WILL BILL BEAVERS go into the Chicago history books as someone who got busted for tax evasion, similar to Al Capone? It’s very possible.

Because what strikes me about the charges now pending against Beavers is that his actions, in and of themselves, are not illegal. To listen to the Internal Revenue Service, he wouldn’t be in any legal trouble if only he had filled out his tax returns differently.

By comparison, I suspect many people will be more offended by the ways in which Beavers spent money, and will be less concerned about the way his tax return was filled out.

The bottom line is that Beavers is charged with obstructing the IRS and three charges of filing false income-tax returns.

WHAT HE ACTUALLY did was used money donated to his campaign committees (which are supposed to pay for his Election Day efforts) and his county commissioner expense accounts for personal purposes.

No one is being specific, but it is being said that some of the money wound up being gambled away by Beavers – which in and of itself is not a crime.

Another part was used to pay into funds that enabled Beavers to get a larger pension for his time with the Police Department AND with the City Council – a $68,763.07 payment by Beavers nearly tripled his pension to just over $6,500 per month.

It’s no wonder he can afford those self-described “finely-tailored” suits.

HIS ACTIONS ARE completely legal. I recall once having a conversation with then-Illinois Attorney General Jim Ryan about this very issue, and how he was planning to bolster his eventual pension by buying credit for more time worked -- making up for the fact that in his early working years, he short-changed his pension contributions so he could have more money for his family’s expenses.

BUT, when you use these kinds of funds for personal purposes, you’re supposed to consider them additions to your income.
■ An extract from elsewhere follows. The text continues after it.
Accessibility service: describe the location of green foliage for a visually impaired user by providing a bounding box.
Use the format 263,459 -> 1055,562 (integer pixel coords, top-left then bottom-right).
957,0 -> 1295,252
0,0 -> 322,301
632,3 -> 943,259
That means you’re supposed to acknowledge them on your tax return, and be prepared to write out a check to cover the additional tax burden you face from such income.

Federal prosecutors say Beavers did no such thing. When the IRS began investigating, they say Beavers had his campaign committees create records to try to cover up the lack of such payments.
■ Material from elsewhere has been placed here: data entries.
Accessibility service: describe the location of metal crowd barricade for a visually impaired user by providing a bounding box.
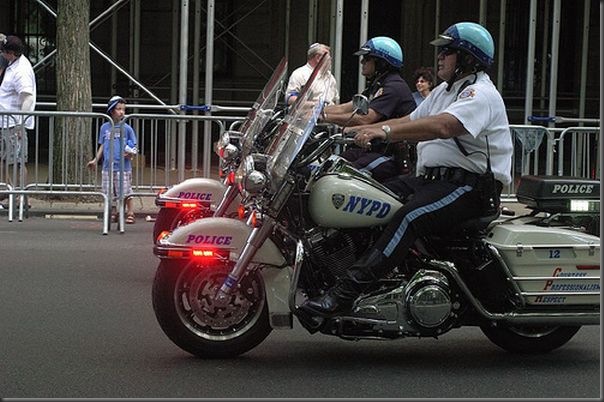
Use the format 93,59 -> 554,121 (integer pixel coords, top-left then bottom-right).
558,127 -> 600,179
118,113 -> 244,232
0,111 -> 113,234
502,124 -> 556,201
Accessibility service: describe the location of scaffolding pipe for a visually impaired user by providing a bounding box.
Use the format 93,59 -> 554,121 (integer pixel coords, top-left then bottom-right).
166,0 -> 179,170
191,0 -> 201,176
307,0 -> 318,44
548,0 -> 560,127
333,0 -> 344,93
203,0 -> 215,177
357,0 -> 369,94
497,0 -> 507,93
524,0 -> 537,124
178,0 -> 189,181
579,0 -> 590,122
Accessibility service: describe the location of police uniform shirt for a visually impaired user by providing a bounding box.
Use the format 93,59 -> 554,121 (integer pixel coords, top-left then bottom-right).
0,55 -> 36,130
409,71 -> 513,185
364,71 -> 415,120
0,54 -> 8,70
285,63 -> 340,105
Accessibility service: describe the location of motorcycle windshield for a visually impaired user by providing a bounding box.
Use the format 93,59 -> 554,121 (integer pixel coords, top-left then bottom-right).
241,57 -> 287,157
266,54 -> 331,190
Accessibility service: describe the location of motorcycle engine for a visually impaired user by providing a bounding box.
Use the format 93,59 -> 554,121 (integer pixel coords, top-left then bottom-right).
405,270 -> 452,335
353,269 -> 460,337
307,228 -> 356,278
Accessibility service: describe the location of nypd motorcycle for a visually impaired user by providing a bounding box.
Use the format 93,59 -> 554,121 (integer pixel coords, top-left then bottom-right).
152,56 -> 600,358
153,57 -> 287,241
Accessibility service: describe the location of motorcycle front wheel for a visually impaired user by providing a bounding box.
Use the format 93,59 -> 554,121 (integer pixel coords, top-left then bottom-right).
152,260 -> 272,358
480,324 -> 581,354
153,208 -> 208,242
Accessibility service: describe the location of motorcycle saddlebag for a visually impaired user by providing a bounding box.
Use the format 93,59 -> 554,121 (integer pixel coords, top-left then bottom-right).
516,175 -> 600,213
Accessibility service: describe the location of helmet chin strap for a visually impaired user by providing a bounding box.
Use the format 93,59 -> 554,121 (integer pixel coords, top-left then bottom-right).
445,62 -> 463,92
445,51 -> 478,92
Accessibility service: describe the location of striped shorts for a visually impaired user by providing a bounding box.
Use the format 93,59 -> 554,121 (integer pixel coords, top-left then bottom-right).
102,170 -> 132,201
0,126 -> 27,165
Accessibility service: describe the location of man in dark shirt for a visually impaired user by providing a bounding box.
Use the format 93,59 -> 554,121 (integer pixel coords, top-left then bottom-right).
321,36 -> 415,181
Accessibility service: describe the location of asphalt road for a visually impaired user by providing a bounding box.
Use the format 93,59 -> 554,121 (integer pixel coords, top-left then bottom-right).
0,217 -> 602,399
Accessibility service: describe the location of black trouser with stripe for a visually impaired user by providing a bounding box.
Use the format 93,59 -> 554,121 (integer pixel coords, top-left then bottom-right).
374,169 -> 501,275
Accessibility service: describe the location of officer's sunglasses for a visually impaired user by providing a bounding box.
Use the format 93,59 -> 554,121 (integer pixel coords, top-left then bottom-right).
438,46 -> 457,56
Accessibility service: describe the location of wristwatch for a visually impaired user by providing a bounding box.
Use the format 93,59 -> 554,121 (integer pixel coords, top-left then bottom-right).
382,124 -> 392,142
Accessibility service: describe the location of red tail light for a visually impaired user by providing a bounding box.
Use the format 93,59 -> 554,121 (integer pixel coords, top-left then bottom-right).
237,205 -> 245,220
191,250 -> 216,258
155,230 -> 170,242
227,172 -> 235,184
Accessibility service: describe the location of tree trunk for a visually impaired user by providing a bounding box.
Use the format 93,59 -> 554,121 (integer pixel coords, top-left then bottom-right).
53,0 -> 95,184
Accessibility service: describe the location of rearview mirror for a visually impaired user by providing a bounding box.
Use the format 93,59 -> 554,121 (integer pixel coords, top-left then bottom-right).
352,94 -> 369,115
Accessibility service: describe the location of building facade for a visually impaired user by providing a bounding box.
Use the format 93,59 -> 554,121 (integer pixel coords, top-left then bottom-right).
0,0 -> 600,124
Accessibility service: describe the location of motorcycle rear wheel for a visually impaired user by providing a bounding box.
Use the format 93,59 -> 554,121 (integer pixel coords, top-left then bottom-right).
153,208 -> 206,243
480,324 -> 581,354
152,260 -> 272,358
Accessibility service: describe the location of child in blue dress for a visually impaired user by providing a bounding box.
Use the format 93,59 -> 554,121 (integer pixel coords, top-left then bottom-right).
88,96 -> 138,223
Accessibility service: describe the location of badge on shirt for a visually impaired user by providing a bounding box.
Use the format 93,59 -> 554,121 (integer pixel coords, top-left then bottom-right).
459,88 -> 476,99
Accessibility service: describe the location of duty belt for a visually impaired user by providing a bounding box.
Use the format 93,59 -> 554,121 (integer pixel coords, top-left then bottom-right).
423,166 -> 480,186
421,166 -> 503,194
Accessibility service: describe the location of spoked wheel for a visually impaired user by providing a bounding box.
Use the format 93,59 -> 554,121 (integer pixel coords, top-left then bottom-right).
480,324 -> 581,354
153,260 -> 272,358
153,208 -> 211,242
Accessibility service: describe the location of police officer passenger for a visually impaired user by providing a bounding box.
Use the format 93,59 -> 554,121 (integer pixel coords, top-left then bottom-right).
321,36 -> 415,181
300,22 -> 513,316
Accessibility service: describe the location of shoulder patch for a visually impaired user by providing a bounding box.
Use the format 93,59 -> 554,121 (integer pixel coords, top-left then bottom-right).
459,88 -> 476,99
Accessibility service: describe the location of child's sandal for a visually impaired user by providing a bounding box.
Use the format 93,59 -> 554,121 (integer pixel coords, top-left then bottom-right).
126,214 -> 136,223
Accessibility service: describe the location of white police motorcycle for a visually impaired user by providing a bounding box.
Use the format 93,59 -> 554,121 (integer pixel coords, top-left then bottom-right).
152,55 -> 600,358
153,57 -> 288,241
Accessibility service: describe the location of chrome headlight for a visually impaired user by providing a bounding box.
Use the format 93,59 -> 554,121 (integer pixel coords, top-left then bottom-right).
243,170 -> 268,194
235,155 -> 254,185
219,144 -> 239,162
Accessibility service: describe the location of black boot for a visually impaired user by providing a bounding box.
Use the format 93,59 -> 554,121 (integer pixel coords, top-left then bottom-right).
300,249 -> 385,317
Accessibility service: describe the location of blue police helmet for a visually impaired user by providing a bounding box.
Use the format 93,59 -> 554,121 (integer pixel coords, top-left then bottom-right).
430,22 -> 495,67
354,36 -> 403,69
107,95 -> 126,114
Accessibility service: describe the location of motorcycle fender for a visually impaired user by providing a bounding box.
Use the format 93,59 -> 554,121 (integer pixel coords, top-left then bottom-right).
156,177 -> 226,205
159,217 -> 285,266
261,266 -> 293,329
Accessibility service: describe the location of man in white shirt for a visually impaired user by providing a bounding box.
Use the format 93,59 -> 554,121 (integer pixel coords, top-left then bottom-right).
300,22 -> 513,316
285,43 -> 340,105
0,35 -> 36,192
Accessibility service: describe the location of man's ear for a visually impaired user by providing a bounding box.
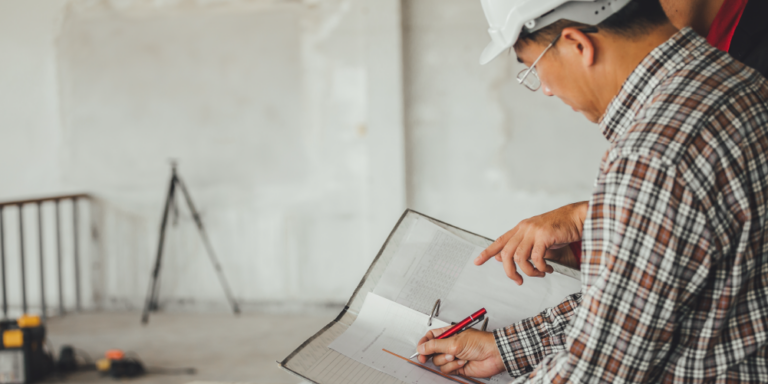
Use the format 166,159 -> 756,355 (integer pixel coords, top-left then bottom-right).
560,28 -> 596,67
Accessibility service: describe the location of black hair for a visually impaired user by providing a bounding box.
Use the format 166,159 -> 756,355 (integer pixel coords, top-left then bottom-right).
519,0 -> 669,44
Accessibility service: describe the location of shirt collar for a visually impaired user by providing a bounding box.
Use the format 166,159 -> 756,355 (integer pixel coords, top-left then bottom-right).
600,27 -> 707,144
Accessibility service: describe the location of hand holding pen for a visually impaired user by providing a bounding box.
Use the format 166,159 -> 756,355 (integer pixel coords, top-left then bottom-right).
410,308 -> 488,359
418,308 -> 505,377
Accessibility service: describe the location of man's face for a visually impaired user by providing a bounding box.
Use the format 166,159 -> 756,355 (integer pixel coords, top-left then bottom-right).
515,39 -> 604,123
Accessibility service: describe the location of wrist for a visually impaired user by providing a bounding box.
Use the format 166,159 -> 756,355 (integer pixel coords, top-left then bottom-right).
571,201 -> 589,239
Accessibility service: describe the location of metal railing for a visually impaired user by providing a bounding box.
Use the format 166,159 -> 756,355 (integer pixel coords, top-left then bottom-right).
0,194 -> 91,319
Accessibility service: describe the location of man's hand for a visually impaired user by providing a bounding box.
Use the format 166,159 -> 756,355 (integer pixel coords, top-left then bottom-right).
475,201 -> 589,285
418,326 -> 505,378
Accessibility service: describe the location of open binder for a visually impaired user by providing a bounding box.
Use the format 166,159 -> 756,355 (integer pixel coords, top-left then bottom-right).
278,209 -> 581,384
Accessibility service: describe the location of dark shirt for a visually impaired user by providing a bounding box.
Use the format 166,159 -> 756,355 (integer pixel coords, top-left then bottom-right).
728,0 -> 768,77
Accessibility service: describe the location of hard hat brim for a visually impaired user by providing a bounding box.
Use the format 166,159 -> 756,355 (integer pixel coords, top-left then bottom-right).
480,41 -> 509,65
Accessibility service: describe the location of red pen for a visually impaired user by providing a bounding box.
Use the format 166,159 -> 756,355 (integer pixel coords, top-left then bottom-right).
410,308 -> 488,359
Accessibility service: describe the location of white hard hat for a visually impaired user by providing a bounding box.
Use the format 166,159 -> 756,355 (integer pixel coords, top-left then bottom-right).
480,0 -> 632,64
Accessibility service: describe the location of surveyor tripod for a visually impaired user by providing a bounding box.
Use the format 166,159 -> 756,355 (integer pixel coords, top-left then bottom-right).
141,162 -> 240,324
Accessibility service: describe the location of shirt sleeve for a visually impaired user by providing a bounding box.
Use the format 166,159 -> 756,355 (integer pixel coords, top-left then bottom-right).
494,294 -> 581,377
502,154 -> 712,383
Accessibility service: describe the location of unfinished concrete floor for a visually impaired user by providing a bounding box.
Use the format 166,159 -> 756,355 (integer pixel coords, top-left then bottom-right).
37,311 -> 338,384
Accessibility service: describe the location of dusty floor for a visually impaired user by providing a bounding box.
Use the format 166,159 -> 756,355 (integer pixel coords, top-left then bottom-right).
44,311 -> 337,384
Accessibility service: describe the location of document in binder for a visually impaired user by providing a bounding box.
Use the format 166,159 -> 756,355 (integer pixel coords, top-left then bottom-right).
279,210 -> 580,384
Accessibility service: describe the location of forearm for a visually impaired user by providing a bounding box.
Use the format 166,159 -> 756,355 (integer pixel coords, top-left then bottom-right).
494,293 -> 581,377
Somehow, I think people are going to be more offended at the idea of a person who already was entitled to a $2,890-a-month pension thinking he should be able to get more.

YET IT’S LEGAL, and surely the kind of activity that Beavers will support.

I have no doubt he’s going to claim in coming months that he is the one being prosecuted. I just want to see for myself if he will get as “lippy” with U.S. Attorney Patrick Fitzgerald as he does these days with Preckwinkle – and anyone else who dares to challenge his way of thinking.